2. Income for the six months period should not be taken as an indication of the
income for the full year.
3. Two dividends of Euro 0.175 per share each have been paid in January and May 2005
respectively, a further dividend of Euro 0.205 per share will be paid on 24 August 2005.
These dividends are mostly funded from accumulated capital gains.
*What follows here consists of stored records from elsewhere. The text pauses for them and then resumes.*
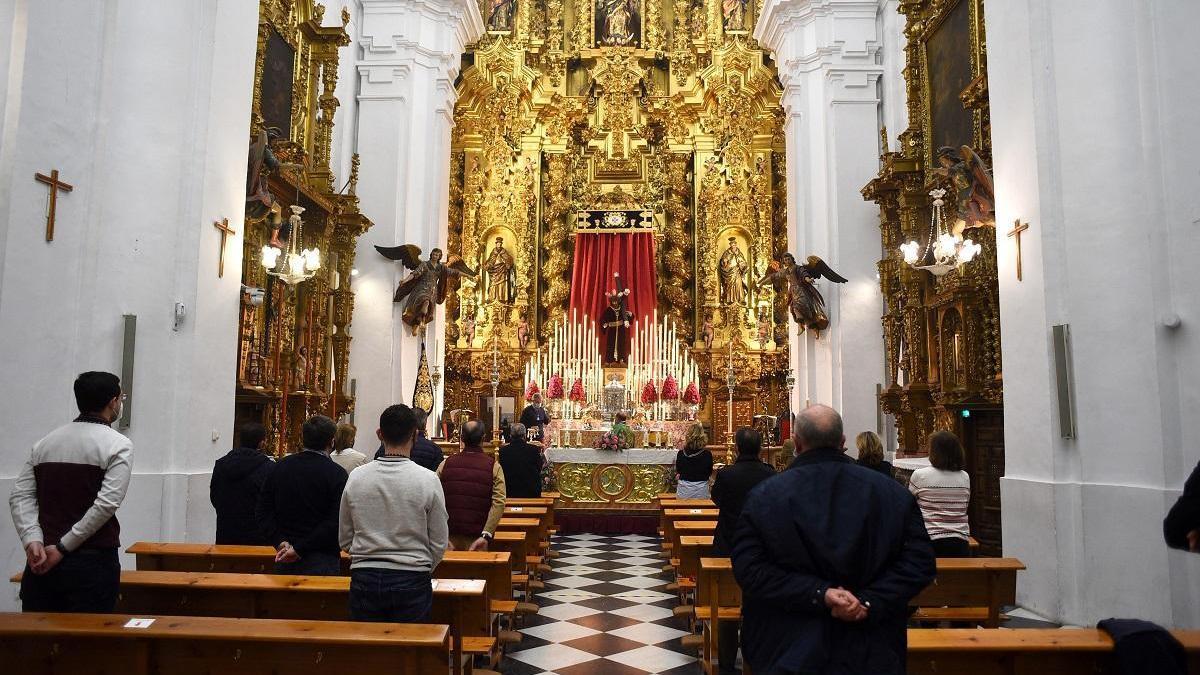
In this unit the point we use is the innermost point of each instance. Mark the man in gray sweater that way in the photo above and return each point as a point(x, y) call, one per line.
point(394, 524)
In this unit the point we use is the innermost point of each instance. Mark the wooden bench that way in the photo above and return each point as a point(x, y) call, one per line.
point(969, 590)
point(43, 644)
point(1024, 651)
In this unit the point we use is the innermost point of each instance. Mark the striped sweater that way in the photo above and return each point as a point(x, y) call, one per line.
point(943, 497)
point(71, 487)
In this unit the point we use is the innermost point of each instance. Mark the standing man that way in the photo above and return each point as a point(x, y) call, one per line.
point(64, 505)
point(238, 481)
point(828, 555)
point(534, 418)
point(394, 524)
point(473, 483)
point(730, 491)
point(298, 508)
point(521, 464)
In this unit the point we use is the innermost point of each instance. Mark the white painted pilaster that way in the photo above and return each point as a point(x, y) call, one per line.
point(408, 59)
point(826, 54)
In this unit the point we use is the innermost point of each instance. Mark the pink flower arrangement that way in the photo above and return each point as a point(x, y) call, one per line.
point(577, 392)
point(555, 389)
point(670, 389)
point(611, 442)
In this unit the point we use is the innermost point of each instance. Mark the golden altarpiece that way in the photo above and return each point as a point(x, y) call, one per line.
point(294, 346)
point(942, 333)
point(661, 107)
4. The total expense ratio, based on average shareholders' funds for the first half
of the year amounted to 1.43 per cent annualised (first half year 2004 - 1.33 per cent
annualised). Based on Dutch regulations, the expenses ratio, which includes interest
and tax, over the first half of the financial year which, within the scope of the
Investment Institutions Supervision Act (Wet toezicht beleggingsinstellingen) should be
reported by investment institutions, amounts to 1.76 per cent annualised (first half
year 2004 - 1.47 per cent annualised).
5. The securities are valued at market price.
6. The Company has Euro 15,000,000 drawn down on its banking facilities at 30 June 2005
(31 December 2004: Euro 10,000,000).
7. 25,308 shares were issued during the period via the scrip dividend option.
8. The accounting policies applied in preparing the half-year figures at 30 June
2005 are consistent with those underling the 2004 annual accounts.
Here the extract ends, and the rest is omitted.